I am quite new to causal inference and want to try some methods for treatment effect estimation. For this purpose, I created a the following data generation process in Python:

import numpy as np

n = 10000
X3 = np.random.randint(1,4, n)
X2 = np.random.randint(1,11, n)

X1 = 5 * X2 + 3 * X3 + np.random.randint(-1,3, n)
X4 = 10 * X2 + np.random.randint(-2,5, n)

#treatment probability
propensity = np.where(X1 > 30, 0.8, 0.2)
T = np.random.binomial(1, propensity)

#treatment effect
tau = np.where(X2 > 5, 10,0) * T * (-1)

#define outcome
Y = 50 * X2 - 5 * np.sqrt(X1) + T*tau + np.random.randint(10,21, n)

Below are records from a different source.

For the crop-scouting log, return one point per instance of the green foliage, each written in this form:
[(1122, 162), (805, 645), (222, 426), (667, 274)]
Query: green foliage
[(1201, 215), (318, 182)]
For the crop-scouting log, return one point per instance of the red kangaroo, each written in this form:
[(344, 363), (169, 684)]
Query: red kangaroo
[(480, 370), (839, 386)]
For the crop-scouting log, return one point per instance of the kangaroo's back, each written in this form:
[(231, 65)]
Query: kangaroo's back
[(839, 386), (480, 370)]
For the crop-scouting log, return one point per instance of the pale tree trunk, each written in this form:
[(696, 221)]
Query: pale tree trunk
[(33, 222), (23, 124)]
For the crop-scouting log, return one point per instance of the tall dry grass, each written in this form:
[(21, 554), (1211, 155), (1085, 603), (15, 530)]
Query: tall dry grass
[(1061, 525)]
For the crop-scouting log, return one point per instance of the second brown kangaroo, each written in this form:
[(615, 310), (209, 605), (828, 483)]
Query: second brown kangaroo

For the generated data, would created the following graph:

DAG

My question is: Since X2 (according to the data generation) does not influence the assignment of T but does have an influence on the treatment effect itself, is there an edge between X2 and T (X2->T) required?

Thank you very much!

ehudk
  • 510
  • 5
  • 13
terra_cau
  • 11
  • 1

2 Answers2

1

The sad truth is that, in general, DAGs can only tell you what variables affect the other variables, but they can't tell you how they do that - they don't describe the functional form.

There are several structural forms in which effect modification can arise, but the one in your data generation simulation matches the one you already drew in your DAG (X2 affects Y but not T).

If it's important for you to convey the interactions, there are proposed DAG-based ways, but they are no longer valid DAGs.

ehudk
  • 510
  • 5
  • 13
0

Just because you do not see a direct connection between X2 and T it does not mean that it has no influence in the assignment of T. As you set the rules of the data generation you know for a fact that X2 has some effect on T through X1, which is clear in the DAG.